Parents of Girls with Rett Syndrome Need More Information About Treatment, Study Says
Clinicians should provide more support and information to parents of girls with Rett syndrome throughout their entire rehabilitation program, according to a study.
The study, “Parents’ perception of health care services for girls with Rett syndrome,” was published in the journal Child: Care, Health and Development.
Initial symptoms of the disease can develop within the first months of life; however, affected infants may have a normal neurological development up to 18 months of age.
Between ages 6–18 months, development stops and a regression of previously acquired skills can be observed. These infants often show hallmark hand movements, such as wringing, clapping, or washing, but they may also experience progressive loss of language and motor function.
These patients may also develop secondary conditions, including cardiac and respiratory disorders, gastrointestinal diseases, scoliosis (curved spine), seizures, and metabolic and sleep disorders.
Despite the complex features of this neurological disorder and their associated burden, little is known about the impact on parents’ and caregivers’ quality of life and their perception of the caregiving process.

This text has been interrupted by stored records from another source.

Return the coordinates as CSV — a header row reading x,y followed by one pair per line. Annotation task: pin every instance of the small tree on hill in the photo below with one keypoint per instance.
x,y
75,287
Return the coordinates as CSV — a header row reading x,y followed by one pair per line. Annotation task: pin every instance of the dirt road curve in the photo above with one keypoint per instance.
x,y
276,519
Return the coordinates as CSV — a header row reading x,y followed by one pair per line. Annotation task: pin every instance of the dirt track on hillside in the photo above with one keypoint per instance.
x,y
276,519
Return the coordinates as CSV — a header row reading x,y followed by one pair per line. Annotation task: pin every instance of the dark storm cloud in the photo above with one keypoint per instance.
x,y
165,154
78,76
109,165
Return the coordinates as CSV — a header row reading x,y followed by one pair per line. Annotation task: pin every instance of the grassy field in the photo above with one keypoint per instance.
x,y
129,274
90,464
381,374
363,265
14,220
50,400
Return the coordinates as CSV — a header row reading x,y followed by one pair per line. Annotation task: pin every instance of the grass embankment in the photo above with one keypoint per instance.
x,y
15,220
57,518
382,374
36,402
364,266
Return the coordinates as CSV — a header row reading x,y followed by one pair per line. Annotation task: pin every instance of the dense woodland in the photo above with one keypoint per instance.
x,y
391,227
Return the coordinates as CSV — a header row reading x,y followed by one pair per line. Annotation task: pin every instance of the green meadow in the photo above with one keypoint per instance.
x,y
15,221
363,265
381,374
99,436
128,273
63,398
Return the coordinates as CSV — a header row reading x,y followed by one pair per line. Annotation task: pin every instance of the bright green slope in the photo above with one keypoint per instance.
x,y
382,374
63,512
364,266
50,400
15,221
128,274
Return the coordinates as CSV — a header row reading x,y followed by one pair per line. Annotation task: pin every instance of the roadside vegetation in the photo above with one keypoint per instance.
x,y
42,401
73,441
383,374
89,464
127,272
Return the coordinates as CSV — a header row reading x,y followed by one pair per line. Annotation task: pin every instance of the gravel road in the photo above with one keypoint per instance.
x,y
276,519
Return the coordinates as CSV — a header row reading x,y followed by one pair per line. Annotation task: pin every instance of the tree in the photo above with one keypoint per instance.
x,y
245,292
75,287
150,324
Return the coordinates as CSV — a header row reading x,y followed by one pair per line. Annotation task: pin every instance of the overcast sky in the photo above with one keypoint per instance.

With the support of the Italian Association for Rett Syndrome (AIRETT), researchers evaluated whether healthcare services provided to girls with Rett syndrome were centered on the family itself, and whether they covered parents’ wishes and needs.
Fifty-five sets of parents of children with Rett syndrome were asked to respond to the Measure of Processes of Care (MPOC-20) questionnaire. This questionnaire is focused on the care process, and addresses five main domains: enabling and partnership, general information provided, specific information about the child provided, coordinated and comprehensive care strategies for the child and family, and respectful and supportive care.
Analysis of the parents’ answers revealed that both mothers and fathers had an intermediate level of satisfaction regarding “coordinated and comprehensive care” and “respectful and supportive care” domains. In contrast, they reported having a worse view on the general and specific information received.
In general, mothers and fathers showed similar perspectives on their children’s caregiving services. Also, their satisfaction with healthcare services was not dependent on the child’s clinical status.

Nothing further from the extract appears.